Fledge Eventhub to Delta Pipeline using Spark Connect

This article provides a guide on how to execute a pipeline that batch reads Fledge data from an Eventhub, transforms to the Process Control Data Model and writes it to Delta via Spark Connect/Databricks Connect v2. This pipeline was tested on an M2 Macbook Pro using VS Code in a Python (3.11) environment.

Prerequisites

This pipeline job requires the packages:

Components

Name Description
SparkEventhubSource Reads data from an Eventhub.
BinaryToStringTransformer Transforms Spark DataFrame column to string.
FledgeOPCUAJsonToPCDMTransformer Transforms Fledge to PCDM.
SparkPCDMToDeltaDestination Writes to Delta in the Pross Control Data Model format

Example

Below is an example of reading from an Eventhub, transforming and writing to Delta using Spark Connect/Databricks Connect v2.

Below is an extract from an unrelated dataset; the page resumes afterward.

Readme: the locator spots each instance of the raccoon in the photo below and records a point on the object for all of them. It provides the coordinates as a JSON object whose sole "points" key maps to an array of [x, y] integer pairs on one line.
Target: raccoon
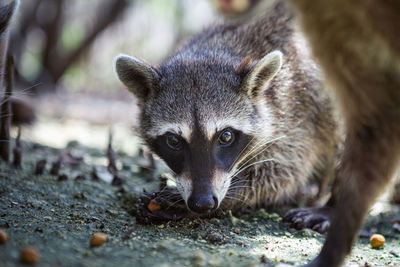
{"points": [[238, 114], [357, 44]]}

from rtdip_sdk.pipelines.sources import SparkKafkaEventhubSource
from rtdip_sdk.pipelines.transformers import (
    FledgeOPCUAJsonToPCDMTransformer,
    BinaryToStringTransformer,
)
from rtdip_sdk.pipelines.destinations import SparkPCDMToDeltaDestination
from rtdip_sdk.pipelines.secrets import AzureKeyVaultSecrets
from rtdip_sdk.authentication.azure import DefaultAuth
from rtdip_sdk.pipelines.utilities import SparkSessionUtility


def pipeline():
    auth = DefaultAuth().authenticate()
    token = auth.get_token("2ff814a6-3304-4ab8-85cb-cd0e6f879c1d/.default").token

    DATABRICKS_WORKSPACE = "adb-xxxxxxxxxx.x.azuredatabricks.net"
    DATABRICKS_CLUSTER_ID = "xxx-yyyyyy-zzzzzzzz"
    DATABRICKS_USER_ID = (
        "your_user_id@your_domain.com"  # required for Spark Connect on Windows
    )

    AZURE_KEYVAULT = "{YOUR-KEYVAULT-NAME}"
    AZURE_KEYVAULT_SECRET = "{YOUR-SECRET-NAME}"

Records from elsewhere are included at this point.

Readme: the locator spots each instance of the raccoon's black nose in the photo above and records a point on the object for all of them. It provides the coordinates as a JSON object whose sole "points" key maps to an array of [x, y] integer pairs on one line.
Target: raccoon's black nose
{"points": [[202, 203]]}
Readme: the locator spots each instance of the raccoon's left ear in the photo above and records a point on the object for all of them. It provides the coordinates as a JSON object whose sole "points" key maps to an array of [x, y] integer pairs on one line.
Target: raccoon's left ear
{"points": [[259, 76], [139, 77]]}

    spark_remote = "sc://{}:443/;token={};x-databricks-cluster-id={};user_id={}".format(
        DATABRICKS_WORKSPACE, token, DATABRICKS_CLUSTER_ID, DATABRICKS_USER_ID
    )

    EVENTHUB_CONNECTION_STRING = AzureKeyVaultSecrets(
        vault=AZURE_KEYVAULT,
        key=AZURE_KEYVAULT_SECRET,
        credential=auth,
    ).get()
    EVENTHUB_CONSUMER_GROUP = "{YOUR-CONSUMER-GROUP}"

    DESTINATION_FLOAT = "{YOUR-FLOAT-DELTA-TABLE}"
    DESTINATION_STRING = "{YOUR-STRING-DELTA-TABLE}"
    DESTINATION_INTEGER = "{YOUR-INTEGER-DELTA-TABLE}"

    spark = SparkSessionUtility(config={}, remote=spark_remote).execute()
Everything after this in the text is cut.